Succulents are plants that store water in their roots, leaves or stems so they can survive in arid climates and soils. They tend to look fleshy, plump or swollen. Succulents include the cactus family of plants but not all succulents are cacti. Succulents tend to have shallow roots; they like well-drained soil and plenty of sunshine. You can buy succulent seedlings or plants or you can start them from seeds yourself.
Choosing a Succulent
If you want to grow a succulent outdoors choose a succulent that is comfortable in your climate. Succulents have evolved in the steppes, semi-deserts and deserts, both in the mountains and along sea coasts. There are succulents that are native to the tropics, to the semi-tropics and to temperate climates.
Some species of succulents have short roots and do better in wide, shallow pots. Other species have tap roots and require a standard or deep pot. Above all else, succulents do not like to stand in water. Your pot needs a drainage hole and pieces of gravel or broken clay at the bottom to ensure it.
Seeds of species evolved to survive cold winters may need cold or freezing conditions for their seeds to break dormancy. Stratification is the practice of stimulating seeds to germinate by placing them in an environment that mimics the natural conditions that they "expect" from evolution.
There are several ways to stratify the seeds of succulents that evolved in climates with cold winters. You can sow the seeds in January by covering them with moist sand or fine grit and put them outside where they will be exposed to alternate freezing and thawing. Alternatively, sow the seeds in moist sand or fine grit and place them in a covered container in the refrigerator for several weeks. Another option is to sow the seeds in moist sand or fine grit and alternate the covered container between the refrigerator and freezer.
The seeds of some species require brush fires to break dormancy. Kits are available containing synthetic versions of chemicals found in the smoke made by brush fires.
So that it will drain well, plant your seeds in soil or peat plus 30 to 70 percent horticultural-grade sand and pumice or other grit. Most succulents like a soil pH of about 6. To test your soil, you can buy an affordable pH meter at many garden supply centers.

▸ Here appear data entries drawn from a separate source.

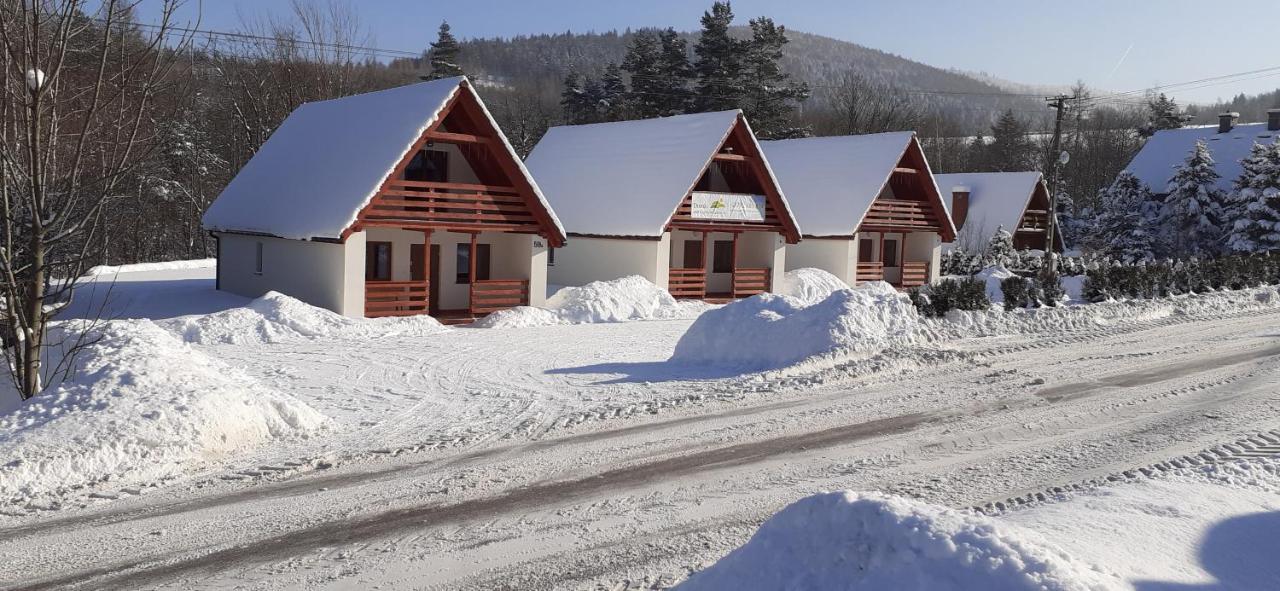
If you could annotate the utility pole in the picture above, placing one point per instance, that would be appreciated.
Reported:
(1051, 166)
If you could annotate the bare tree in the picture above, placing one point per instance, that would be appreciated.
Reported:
(78, 92)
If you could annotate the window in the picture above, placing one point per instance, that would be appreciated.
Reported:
(890, 255)
(429, 165)
(464, 262)
(722, 256)
(865, 250)
(378, 261)
(693, 255)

Sow succulent seeds in temperatures of 60 to 70 degrees F. Some tropical species require higher temperatures. Stand the container in water or mist it with water to moisten the planting mix. Clean the seeds of debris and any silk parachutes that may cling to them. Distribute small seeds over the surface of nutrient-rich compost and cover with a light dusting of sand. Poke 1/8-inch-deep holes with a stick to plant large seeds.
After sowing, wrap the container in a clean plastic bag. Some growers remove the bag after one month to let in air; others leave the bag on for up to a year. For the first year, don't allow the planting compost to dry out. As the seedlings begin to grow, gradually increase the light. Direct sunlight can scorch the emerging seedlings.